>> The reason why (b) had became unpopular is because there is no go theory
>> precise enough to implement it as an algorithm
>
> There is quite some theory of the 95% principle kind which might be
> implemented as approximation. E.g. "Usually, defend your weak
> important group." can be approximated by approximating "group",
> "important" (its loss is too large in a quick positional judgement),
> "weak" (can be killed in two successive moves), "defend" (after the
> move, cannot be killed in two successive moves), "usually" (always,
> unless there are several such groups and some must be chosen, say,
> randomly; the approximation being that the alternative strategy of
> large scale exchange is discarded).
>
> Besides, one must prioritise principles to solve conflicting
> principles by a higher order principle.
>
> IMO, such an expert system combined with tree reading and maybe MCTS
> to emulate reading used when a principle depends on reading can, with
> an effort of a few manyears of implementation, already achieve amateur
> mid dan. Not high dan yet because high dans can choose advanced
> strategies, such as global exchange, and there are no good enough
> principles for that yet, which would also consider necessary side
> conditions related to influence, aji etc. I need to work out such
> principles during the following years. Currently, the state is that
> weaker principles have identified the major topics (influence, aji
> etc.) to be considered in fights but they must be refined to create
> 95%+ principles.
>
> ***
>
> In the 80s and 90s, expert systems failed to do better than ca. 5 kyu
> because principles were only marginally better than 50%. Today, (my)
> average principles discard the weaker, 50% principles and are ca. 75%.
> Tomorrow, the 75% principles can be discarded for an average of 95%
> principles. Expert systems get their chance again! Their major
> disadvantage remains: great manpower is required for implementation.
> The advantage is semantical understanding.
>
From a software developer point of view enlighten by my knowledge of
history of ai and history of go development,
 such approximate definition is close to useless to build a software at
the current state of art.
One of the reason is as you state the considerable work it would require
to implement a huge number of imprecise rules.
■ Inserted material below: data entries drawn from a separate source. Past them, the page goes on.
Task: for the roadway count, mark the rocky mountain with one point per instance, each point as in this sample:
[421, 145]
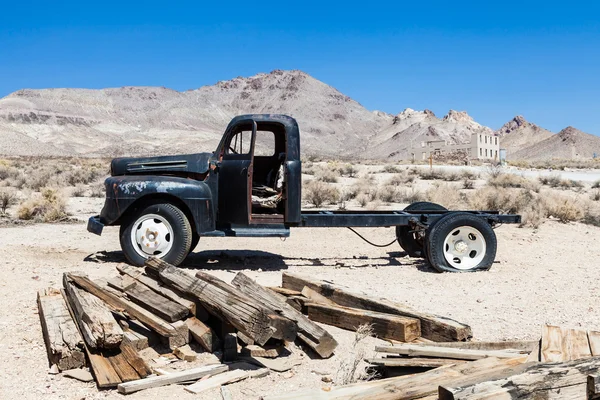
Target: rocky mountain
[156, 120]
[570, 143]
[518, 134]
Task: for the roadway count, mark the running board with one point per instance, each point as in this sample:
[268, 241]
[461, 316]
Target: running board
[254, 231]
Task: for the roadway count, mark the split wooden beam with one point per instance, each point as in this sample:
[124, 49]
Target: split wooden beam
[150, 320]
[412, 350]
[64, 344]
[99, 328]
[433, 327]
[386, 326]
[283, 328]
[562, 344]
[138, 275]
[252, 321]
[203, 334]
[565, 381]
[417, 386]
[175, 377]
[310, 333]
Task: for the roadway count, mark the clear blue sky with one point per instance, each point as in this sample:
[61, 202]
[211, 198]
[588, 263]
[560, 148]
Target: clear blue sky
[494, 59]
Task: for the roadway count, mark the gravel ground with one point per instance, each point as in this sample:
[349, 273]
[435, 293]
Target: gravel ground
[544, 276]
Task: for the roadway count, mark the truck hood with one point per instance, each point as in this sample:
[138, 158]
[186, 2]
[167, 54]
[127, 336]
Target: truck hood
[185, 164]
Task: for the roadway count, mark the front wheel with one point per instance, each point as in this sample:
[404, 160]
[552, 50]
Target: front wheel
[461, 242]
[159, 230]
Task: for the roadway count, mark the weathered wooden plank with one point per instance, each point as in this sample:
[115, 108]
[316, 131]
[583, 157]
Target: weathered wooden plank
[175, 377]
[156, 303]
[284, 291]
[64, 344]
[203, 334]
[284, 328]
[434, 327]
[253, 350]
[521, 345]
[385, 326]
[217, 380]
[417, 386]
[565, 381]
[594, 340]
[99, 328]
[121, 283]
[104, 373]
[413, 362]
[226, 306]
[157, 286]
[593, 387]
[155, 323]
[444, 352]
[317, 297]
[310, 333]
[125, 371]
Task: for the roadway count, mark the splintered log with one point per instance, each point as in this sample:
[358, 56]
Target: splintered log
[155, 323]
[417, 386]
[310, 333]
[138, 275]
[284, 328]
[565, 381]
[385, 326]
[157, 303]
[64, 344]
[203, 334]
[444, 352]
[433, 327]
[99, 328]
[561, 344]
[252, 321]
[175, 377]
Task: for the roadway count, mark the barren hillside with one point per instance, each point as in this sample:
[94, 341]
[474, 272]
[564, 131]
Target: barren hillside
[146, 120]
[518, 134]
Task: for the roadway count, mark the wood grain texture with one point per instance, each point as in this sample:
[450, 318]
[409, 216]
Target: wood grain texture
[224, 305]
[385, 326]
[565, 381]
[64, 344]
[155, 323]
[310, 333]
[433, 327]
[99, 328]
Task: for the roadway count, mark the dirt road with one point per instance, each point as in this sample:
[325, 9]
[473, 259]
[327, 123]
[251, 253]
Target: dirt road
[549, 275]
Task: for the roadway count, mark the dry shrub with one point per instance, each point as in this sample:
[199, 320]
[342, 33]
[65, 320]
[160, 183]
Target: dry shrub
[401, 179]
[446, 195]
[356, 369]
[515, 181]
[328, 175]
[565, 209]
[7, 199]
[390, 169]
[319, 193]
[49, 206]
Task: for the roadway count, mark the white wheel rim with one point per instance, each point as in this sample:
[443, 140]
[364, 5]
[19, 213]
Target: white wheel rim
[464, 247]
[152, 235]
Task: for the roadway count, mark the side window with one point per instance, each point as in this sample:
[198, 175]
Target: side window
[265, 144]
[240, 143]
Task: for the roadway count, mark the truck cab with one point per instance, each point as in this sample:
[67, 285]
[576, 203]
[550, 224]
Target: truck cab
[249, 186]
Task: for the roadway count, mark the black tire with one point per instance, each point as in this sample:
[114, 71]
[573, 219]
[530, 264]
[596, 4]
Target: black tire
[171, 216]
[472, 258]
[411, 242]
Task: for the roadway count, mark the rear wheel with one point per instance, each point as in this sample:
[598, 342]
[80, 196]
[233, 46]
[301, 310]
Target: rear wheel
[413, 241]
[159, 230]
[461, 242]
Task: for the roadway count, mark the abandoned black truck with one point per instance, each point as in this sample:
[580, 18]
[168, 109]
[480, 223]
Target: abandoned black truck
[251, 187]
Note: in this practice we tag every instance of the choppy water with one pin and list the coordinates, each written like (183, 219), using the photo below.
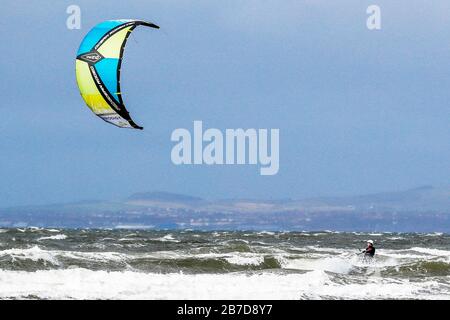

As you are not a software developer, I want you to look on this comics
which state the difference between apparent difficulty and real difficulty
of developping software. https://xkcd.com/1425/
As far as I understand your task to implement such an expert system
would require the many years of implementations would be thousands of years.
As far as my experience speak the expected reward would be a win of one
or two rank and so definitely not a mid dan amateur level.